La Catalogne et nous

 Qui suis-je pour parler des événements de Catalogne. Pas grand-chose. Un exilé au Nord de la France, fils d’un maçon de Murcia blessé au combat et emprisonné par Franco à Valencia. Un cheminot syndicaliste aujourd’hui retraité dont la langue maternelle, le catalan, reste celle qui le touche le plus alors qu’il la parle si mal. La Catalogne et l’Espagne furent dans notre exil en France notre « Andalousie rêvée », celle dont parlait Mahmoud Darwich en pensant à sa terre :

Et à la fin nous nous demanderons :l’Andalousie fut-elle
Là ou là-bas ? sur cette terre… ou dans le poème ?
(
 Mahmoud Darwich, “Au dernier soir sur cette terre”)

 

Malgré l’autoritarisme brutal de Rajoy, et en dépit des illusions des dirigeants indépendantistes qui ont sous-estimé l’intransigeance de l’adversaire, la mobilisation catalane est peut-être en train de secouer le carcan de l’Etat  néo franquiste. Des millions de Catalans ont mis la République à l’ordre du jour. Rajoy est inquiet car le rêve républicain a gardé en Espagne toute sa force subversive après le coup d’état franquiste. Rien à voir avec le 14 juillet devenu la fête des militaires. Où peut-on voir encore, ailleurs qu’en Espagne, de jeunes communistes libertaires manifester en rouge et noir en criant « vive la république » ? Le mal nommé Parti populaire adossé à la royauté espagnole a été très secoué par la crise et les scandales. Maintenant, alors que la république est d’actualité en Catalogne, Rajoy craint la contagion.
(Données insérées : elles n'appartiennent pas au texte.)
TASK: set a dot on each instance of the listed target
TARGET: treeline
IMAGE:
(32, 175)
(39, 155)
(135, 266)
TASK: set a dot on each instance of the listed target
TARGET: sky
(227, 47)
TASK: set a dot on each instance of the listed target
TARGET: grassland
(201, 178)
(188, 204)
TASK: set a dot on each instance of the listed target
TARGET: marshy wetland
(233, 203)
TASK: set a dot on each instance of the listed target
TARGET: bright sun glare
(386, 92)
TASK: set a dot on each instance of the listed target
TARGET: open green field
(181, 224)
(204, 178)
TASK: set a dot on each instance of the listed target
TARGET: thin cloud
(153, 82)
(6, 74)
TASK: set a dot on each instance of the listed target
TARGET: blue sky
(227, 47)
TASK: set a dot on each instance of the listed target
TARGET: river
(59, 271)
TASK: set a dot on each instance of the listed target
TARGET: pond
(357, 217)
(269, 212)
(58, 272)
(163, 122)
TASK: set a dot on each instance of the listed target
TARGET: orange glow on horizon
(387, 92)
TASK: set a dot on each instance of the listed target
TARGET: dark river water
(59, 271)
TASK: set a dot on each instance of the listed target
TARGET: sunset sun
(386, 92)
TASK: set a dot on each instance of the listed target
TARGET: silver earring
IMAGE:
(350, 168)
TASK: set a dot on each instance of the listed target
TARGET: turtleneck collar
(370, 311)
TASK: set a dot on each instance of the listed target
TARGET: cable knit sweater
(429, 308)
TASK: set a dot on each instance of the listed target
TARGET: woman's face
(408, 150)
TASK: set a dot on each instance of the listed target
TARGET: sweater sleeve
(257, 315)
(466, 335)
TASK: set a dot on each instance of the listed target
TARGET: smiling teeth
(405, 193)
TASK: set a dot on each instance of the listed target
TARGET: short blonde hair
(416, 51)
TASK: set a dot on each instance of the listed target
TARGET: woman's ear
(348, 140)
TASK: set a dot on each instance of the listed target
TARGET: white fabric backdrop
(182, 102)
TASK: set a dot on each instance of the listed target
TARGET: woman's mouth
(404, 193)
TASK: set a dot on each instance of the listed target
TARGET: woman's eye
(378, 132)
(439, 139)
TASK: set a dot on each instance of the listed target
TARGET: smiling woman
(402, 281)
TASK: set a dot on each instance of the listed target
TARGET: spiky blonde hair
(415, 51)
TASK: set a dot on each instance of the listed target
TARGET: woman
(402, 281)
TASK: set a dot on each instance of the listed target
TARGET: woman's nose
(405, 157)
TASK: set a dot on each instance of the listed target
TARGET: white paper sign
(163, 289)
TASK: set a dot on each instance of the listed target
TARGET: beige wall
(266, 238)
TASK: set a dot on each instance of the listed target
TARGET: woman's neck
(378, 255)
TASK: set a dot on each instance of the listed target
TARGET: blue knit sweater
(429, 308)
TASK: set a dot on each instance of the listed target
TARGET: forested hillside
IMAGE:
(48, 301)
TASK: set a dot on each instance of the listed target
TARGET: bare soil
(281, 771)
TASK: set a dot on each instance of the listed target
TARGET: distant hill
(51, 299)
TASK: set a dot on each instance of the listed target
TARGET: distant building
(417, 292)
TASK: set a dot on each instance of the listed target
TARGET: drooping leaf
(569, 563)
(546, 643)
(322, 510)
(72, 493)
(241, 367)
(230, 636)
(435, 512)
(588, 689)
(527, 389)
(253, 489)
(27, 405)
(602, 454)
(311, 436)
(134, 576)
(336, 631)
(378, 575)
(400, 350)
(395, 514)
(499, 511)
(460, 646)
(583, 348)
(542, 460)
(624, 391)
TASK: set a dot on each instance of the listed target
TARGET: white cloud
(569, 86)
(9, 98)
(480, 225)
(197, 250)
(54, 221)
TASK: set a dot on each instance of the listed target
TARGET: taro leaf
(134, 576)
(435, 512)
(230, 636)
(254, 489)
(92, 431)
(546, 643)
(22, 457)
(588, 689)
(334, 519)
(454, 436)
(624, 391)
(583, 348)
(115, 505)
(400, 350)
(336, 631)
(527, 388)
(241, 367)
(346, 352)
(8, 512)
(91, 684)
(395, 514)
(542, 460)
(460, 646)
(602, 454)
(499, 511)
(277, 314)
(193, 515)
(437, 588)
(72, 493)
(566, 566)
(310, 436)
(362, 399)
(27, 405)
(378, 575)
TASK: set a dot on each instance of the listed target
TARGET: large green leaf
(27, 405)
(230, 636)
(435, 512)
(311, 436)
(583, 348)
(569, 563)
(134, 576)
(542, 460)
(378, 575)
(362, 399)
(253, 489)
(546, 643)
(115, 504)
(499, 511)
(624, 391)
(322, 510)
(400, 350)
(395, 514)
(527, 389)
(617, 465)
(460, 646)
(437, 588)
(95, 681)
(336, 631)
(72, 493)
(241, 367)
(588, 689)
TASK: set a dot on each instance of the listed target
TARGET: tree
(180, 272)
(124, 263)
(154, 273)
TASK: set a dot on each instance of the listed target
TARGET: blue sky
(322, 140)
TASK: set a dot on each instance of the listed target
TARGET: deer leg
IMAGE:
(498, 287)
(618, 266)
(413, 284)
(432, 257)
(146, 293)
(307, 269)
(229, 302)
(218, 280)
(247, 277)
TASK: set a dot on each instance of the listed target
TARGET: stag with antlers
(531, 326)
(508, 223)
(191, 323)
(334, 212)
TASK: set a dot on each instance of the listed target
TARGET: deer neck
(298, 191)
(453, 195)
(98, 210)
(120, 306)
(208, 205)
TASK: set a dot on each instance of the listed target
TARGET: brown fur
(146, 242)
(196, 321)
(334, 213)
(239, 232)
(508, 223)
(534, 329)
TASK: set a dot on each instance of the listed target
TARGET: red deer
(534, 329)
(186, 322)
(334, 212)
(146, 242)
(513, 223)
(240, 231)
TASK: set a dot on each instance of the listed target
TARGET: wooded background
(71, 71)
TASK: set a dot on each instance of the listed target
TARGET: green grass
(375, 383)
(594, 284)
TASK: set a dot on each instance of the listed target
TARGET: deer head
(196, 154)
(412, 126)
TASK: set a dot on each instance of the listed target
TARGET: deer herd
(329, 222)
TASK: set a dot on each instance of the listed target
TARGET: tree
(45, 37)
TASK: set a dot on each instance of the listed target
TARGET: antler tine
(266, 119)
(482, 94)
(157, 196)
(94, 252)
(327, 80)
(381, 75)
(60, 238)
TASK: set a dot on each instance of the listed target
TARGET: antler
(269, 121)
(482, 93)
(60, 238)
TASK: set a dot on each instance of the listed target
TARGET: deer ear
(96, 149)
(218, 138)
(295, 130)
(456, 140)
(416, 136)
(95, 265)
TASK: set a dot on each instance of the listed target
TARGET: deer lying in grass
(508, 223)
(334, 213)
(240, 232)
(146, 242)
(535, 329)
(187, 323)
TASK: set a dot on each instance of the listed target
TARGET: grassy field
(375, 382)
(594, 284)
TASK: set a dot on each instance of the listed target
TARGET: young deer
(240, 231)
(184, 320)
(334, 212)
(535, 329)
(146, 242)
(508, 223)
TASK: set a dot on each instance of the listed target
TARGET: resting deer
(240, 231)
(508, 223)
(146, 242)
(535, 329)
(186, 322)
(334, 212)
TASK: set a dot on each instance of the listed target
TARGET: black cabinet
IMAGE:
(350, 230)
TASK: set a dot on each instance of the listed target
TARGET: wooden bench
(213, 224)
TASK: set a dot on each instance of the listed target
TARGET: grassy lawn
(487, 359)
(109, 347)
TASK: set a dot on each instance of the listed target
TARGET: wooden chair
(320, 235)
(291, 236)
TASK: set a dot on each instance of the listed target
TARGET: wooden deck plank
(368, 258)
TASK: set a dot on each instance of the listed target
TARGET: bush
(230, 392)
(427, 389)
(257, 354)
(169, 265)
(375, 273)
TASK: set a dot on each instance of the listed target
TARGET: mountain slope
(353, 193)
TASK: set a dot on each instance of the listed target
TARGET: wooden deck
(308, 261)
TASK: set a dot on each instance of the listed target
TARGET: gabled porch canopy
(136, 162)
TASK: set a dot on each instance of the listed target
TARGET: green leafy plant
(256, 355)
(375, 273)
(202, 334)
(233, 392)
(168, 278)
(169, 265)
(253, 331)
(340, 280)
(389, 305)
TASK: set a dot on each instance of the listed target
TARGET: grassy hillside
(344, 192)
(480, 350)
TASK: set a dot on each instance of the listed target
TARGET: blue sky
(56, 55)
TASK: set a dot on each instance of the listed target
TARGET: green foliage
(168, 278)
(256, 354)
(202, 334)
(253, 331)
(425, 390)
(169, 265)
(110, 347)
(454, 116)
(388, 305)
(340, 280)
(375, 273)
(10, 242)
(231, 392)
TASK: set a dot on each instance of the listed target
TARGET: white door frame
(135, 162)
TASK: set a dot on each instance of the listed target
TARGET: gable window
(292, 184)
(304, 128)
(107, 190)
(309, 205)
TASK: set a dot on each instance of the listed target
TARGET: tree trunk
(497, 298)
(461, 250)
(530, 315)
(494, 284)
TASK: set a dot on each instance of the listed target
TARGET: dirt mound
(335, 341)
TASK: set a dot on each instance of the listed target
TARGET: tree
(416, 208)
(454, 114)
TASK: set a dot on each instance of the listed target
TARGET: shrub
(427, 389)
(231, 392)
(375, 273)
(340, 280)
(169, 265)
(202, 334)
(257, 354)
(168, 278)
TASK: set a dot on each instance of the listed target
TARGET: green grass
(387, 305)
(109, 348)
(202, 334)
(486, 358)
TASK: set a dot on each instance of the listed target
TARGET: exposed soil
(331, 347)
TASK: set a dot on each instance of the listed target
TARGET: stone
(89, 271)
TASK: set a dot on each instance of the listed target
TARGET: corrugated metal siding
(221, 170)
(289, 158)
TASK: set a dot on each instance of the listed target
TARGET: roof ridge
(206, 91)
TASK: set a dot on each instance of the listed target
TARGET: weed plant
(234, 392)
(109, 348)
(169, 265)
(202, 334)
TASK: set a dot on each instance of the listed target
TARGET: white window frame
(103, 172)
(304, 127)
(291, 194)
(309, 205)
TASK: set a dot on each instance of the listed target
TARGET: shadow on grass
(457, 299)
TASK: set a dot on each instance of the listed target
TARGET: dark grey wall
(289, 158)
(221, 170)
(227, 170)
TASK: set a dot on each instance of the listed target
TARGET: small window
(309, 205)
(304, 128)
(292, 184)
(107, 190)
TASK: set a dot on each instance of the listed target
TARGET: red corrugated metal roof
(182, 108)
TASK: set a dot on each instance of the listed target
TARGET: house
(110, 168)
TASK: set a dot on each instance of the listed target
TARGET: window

     La démocratie espagnole était restée « sous contention » depuis la mort du dictateur en 1975. L’avènement de la République catalane pourrait être le premier pas vers l’effondrement de ce régime autoritaire et corrompu.  La « transition démocratique » des années 80 et la  constitution  royaliste de 1978 n’ont pas fait oublier que la République espagnole avait été assassinée par le franquisme. La République en Espagne, c’est toujours la « sociale ». La transition démocratique, elle, n’a été  qu’un jeu de dupes orchestrée par l’Europe et la social-démocratie libérale allemande.  Bien sûr, dans les années 80, on pouvait enfin respirer  en Espagne. Le PSOE et le PCE étaient légalisés. Mais les vainqueurs fascistes de la guerre civile n’ont jamais été jugés. Gros richards, notables du franquisme, officiers de l’armée et guardia civil sont restés au pouvoir.  La direction du parti socialiste a servi de caution au nouveau régime et elle est allée si loin dans les compromissions que sa politique se distingue à peine de celle de Rajoy. Aujourd’hui la direction du PSOE concurrencée par la montée de Podemos, est le principal allié de Rajoy contre les Catalans.

 

 Mais le temps de la démocratie en trompe l’œil est passé. La crise financière a éteint les lampions du libéralisme européen. Les paillettes de la movida sont retombées tristement.  Il n’y a «  plus de grain à moudre » pour  la fausse gauche qui ne parvient plus à faire illusion. Et la royauté héritée de Franco n’est plus très présentable. Elle a été touchée par les scandales. « Le roi est nu » et le régime de Rajoy apparaît pour ce qu’il est : le vieux despotisme des riches et du grand capital espagnol.      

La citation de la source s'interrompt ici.